No estaré más En Tus Brazos

Este blog lo creé cuando tenía unos 16 años.

Aunque nunca me consideré muy buena ni mucho menos excelente haciéndolo, desde mucho antes de mi adolescencia, toda introvertida y tímida, supe que escribir era la mejor herramienta que tenía para expresar mis emociones, así que aquí terminé.

A esa edad, a los 16 jóvenes, inexpertos e inocentes años, me enamoré perdidamente, como nunca antes lo había hecho (y como nunca lo volví a hacer). Había descubierto que sus brazos eran mi refugio ante todo mal. Él se había convertido en mi más atesorado protector en esta tierra, llena de maldad.

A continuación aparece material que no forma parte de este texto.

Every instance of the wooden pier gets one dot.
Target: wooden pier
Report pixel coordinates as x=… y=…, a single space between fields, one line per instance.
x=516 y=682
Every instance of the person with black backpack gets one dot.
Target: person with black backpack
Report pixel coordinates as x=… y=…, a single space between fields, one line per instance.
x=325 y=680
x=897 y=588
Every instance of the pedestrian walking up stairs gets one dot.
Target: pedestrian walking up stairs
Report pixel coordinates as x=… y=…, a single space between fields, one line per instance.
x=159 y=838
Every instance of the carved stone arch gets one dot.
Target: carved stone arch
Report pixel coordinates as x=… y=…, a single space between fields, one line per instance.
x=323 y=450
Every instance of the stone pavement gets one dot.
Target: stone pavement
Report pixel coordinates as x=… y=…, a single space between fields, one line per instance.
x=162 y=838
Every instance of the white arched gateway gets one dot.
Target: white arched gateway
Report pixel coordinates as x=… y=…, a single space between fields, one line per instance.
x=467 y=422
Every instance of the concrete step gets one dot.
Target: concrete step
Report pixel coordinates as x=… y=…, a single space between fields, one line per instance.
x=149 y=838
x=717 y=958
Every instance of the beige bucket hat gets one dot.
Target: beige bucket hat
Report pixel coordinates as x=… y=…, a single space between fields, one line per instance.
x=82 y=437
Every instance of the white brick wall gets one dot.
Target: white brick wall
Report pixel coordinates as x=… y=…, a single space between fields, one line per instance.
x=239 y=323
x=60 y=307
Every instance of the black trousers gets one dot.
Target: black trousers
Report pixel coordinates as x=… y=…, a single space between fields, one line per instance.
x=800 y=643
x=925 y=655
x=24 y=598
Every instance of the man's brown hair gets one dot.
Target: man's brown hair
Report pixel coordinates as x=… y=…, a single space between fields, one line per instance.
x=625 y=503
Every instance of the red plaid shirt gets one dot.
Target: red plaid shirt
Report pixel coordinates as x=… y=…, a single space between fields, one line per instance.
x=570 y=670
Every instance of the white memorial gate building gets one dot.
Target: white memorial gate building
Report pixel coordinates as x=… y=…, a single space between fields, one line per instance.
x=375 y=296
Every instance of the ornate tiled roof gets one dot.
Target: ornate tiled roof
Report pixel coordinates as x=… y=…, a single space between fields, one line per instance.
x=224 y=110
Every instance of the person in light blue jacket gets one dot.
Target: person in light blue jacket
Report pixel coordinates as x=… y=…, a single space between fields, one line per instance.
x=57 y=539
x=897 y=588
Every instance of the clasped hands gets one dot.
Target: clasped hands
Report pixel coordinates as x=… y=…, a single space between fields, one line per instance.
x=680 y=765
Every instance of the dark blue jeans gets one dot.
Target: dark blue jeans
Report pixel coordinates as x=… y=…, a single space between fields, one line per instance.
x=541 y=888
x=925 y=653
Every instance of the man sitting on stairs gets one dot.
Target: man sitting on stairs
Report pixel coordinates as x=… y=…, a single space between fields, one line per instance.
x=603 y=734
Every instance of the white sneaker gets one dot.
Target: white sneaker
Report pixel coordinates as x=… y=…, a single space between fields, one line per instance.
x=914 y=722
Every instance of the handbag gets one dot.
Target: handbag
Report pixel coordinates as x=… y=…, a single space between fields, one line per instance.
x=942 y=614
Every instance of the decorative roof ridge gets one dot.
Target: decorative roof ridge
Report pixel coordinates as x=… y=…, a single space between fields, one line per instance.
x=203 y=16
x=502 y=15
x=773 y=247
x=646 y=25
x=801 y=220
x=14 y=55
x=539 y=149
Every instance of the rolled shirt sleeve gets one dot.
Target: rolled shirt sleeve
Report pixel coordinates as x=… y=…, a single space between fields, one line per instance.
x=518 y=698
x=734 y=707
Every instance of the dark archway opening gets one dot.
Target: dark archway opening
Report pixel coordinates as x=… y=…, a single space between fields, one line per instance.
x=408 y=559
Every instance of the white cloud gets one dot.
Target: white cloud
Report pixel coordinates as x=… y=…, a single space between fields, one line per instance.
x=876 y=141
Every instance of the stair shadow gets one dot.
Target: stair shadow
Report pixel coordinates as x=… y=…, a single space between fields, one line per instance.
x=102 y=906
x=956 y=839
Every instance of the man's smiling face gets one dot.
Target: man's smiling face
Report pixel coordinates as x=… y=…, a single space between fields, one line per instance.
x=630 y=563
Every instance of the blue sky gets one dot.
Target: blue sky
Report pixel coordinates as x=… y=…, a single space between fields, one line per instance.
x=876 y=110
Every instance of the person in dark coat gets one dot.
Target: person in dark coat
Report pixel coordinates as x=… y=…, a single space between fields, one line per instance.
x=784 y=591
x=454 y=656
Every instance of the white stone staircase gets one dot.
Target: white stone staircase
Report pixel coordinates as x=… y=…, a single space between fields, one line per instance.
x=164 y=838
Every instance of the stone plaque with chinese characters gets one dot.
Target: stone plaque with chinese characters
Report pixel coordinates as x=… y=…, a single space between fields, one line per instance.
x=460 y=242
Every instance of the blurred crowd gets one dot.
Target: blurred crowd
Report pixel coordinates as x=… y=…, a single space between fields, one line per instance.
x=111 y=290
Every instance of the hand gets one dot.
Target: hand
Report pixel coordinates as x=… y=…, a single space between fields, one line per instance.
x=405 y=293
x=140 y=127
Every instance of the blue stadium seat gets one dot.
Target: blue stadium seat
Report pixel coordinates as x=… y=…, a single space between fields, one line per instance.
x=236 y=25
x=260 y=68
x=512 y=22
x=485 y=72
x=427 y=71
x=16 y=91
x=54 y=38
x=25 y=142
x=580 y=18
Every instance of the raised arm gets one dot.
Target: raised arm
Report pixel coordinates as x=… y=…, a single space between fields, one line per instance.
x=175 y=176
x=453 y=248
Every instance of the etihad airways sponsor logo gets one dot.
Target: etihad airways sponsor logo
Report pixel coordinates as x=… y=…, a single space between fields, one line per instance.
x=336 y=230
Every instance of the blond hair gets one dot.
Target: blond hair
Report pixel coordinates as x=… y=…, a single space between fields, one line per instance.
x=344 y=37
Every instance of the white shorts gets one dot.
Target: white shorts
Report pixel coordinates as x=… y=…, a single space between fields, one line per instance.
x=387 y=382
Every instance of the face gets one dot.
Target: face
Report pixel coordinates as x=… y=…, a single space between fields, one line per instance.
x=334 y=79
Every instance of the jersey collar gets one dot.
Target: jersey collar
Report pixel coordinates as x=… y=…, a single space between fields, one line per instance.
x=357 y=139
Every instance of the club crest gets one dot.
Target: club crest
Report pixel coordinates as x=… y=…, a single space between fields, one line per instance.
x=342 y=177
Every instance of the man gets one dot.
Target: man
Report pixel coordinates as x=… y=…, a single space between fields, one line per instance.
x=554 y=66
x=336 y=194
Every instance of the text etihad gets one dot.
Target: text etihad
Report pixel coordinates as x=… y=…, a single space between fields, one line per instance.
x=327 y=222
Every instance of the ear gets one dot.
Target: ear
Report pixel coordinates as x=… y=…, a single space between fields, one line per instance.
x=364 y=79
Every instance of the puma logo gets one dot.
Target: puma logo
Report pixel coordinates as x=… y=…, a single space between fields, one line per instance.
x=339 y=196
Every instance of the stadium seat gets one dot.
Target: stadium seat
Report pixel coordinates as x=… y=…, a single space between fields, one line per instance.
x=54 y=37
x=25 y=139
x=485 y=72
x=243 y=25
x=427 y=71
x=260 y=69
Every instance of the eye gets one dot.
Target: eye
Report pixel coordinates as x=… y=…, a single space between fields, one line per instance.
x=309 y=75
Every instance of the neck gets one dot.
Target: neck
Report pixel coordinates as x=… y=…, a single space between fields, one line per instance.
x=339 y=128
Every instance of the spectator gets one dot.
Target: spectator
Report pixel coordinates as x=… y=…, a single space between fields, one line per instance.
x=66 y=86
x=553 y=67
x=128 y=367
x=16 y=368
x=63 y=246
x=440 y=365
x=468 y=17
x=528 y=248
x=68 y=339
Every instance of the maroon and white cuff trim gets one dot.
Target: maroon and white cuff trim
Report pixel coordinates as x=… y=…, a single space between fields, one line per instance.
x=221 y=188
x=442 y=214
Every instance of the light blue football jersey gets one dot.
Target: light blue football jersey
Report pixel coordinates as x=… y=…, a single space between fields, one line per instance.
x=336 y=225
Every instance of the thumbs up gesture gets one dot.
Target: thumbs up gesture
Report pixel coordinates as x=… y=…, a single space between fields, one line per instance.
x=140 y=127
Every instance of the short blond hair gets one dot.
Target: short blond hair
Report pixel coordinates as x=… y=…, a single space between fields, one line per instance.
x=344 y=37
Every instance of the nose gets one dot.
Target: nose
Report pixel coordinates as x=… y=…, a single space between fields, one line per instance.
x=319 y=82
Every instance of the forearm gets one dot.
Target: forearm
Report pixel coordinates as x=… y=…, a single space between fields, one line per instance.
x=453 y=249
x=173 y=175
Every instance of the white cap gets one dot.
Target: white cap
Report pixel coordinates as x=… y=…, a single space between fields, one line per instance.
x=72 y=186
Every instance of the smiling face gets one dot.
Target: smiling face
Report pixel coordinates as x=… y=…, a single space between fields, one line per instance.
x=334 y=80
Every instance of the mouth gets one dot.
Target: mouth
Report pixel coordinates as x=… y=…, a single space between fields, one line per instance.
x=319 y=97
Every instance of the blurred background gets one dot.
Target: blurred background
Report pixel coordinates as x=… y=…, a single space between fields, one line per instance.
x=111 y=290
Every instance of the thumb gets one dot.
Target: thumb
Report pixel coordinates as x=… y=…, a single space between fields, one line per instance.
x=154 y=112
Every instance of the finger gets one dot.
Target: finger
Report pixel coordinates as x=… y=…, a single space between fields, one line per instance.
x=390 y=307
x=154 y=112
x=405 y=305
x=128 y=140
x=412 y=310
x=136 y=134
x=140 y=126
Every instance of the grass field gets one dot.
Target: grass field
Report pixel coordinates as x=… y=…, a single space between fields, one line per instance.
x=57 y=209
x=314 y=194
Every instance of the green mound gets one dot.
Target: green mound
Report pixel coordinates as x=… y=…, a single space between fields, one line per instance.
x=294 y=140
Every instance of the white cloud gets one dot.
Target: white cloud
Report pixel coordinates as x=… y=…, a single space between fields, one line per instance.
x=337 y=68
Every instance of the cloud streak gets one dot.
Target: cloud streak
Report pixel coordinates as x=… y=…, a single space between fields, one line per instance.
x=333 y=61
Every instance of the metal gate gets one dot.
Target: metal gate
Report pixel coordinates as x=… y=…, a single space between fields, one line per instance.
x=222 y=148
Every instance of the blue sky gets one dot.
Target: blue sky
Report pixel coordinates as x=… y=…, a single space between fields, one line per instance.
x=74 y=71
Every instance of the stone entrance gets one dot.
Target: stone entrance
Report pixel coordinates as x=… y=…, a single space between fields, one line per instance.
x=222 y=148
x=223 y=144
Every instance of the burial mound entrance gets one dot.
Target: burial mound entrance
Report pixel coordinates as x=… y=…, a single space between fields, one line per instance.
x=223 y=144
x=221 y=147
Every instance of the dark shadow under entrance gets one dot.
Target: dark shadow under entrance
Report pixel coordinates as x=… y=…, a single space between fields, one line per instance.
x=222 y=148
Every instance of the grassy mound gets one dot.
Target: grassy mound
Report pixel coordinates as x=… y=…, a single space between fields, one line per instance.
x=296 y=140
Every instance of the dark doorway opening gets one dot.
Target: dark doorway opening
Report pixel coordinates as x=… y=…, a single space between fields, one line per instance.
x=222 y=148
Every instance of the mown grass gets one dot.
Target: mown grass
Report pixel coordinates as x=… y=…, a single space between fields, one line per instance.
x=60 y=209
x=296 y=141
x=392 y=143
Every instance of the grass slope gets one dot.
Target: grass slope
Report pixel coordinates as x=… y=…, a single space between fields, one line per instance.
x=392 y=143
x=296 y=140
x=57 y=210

Estaba embelesada. ¿Qué mejor nombre para este blog, en el cual expresaba mis más puros, sinceros y transparentes sentimientos de amor hacia Él, que "En Tus Brazos"?

Hoy, casi el doble de vida después, tengo mis brazos vacíos. Y aunque el duelo de esta pérdida tan inmensa recién está empezando realmente; a pesar de que ya no puedo hablar de sentimientos de amor sin ponerme triste por lo que ya no es, quisiera dejar el nombre de este blog tal cual como comenzó... Simplemente como cariñoso homenaje a lo que alguna vez fue la etapa más feliz de mi vida. En sus brazos. Amándolo como creo que nunca más amaré de esa manera a alguien más.

lunes, 23 de agosto de 2021

La palabra Afrontar no me parece tan palpable para esto;

¿"Sortear"? Mñe, demasiado rebuscado;
.
¿"Hacerle frente"? Parecido a lo primero: es como si me quedara parada, paralizada, esperando a que algo hiciera desaparecer todo mágicamente...
.
...pero ATRAVESAR, esa palabra me remite a la acción. Dice que debo empezar en un lado, pero me exige terminar en otro distinto. Me promete que hay un principio, pero también un final.
.
Reconocer que puedo Atravesar la Depresión me da la esperanza de que a pesar de que el camino pueda ser difícil, también puedo refugiarme en la ilusión de que puede haber algo más lindo al final.

Así que acá estoy. Reconociendo y Atravesando. Pero esperando lo mejor.

jueves, 5 de agosto de 2021

—¿Y tu blog? —me preguntó. Recuerdo que estábamos acostados y yo, como siempre, con mi cabeza apoyada en su pecho acogedor. Mi mano estaba entrelazada con la suya, siempre calentita. Una mano grande en comparación con la mía. Tan grande, que casi siempre tapaba la mía por completo.

—¿El blog? Lo cerré. —Le contesté, casi al instante.

—¿Por? —Curioseó.

—Era muy triste. —Recordé. Yo seguía apoyada en su pecho, mirando a la nada con seriedad.

Y no se habló más del tema.

Corría mediados de 2016. Hacía poco que habíamos reconocido que no podíamos seguir separados, e intentamos reconstruir las esperanzas. Recuerdo que en ese momento ya no quería tener en mi memoria lo escrito en este blog hasta entonces.

Ahora, año 2021, con el corazón totalmente roto y las esperanzas definitivamente desaparecidas, me pregunto: ¿Quién mierda era yo para reprimirme de escribir, aunque sea sólo sobre emociones tristes?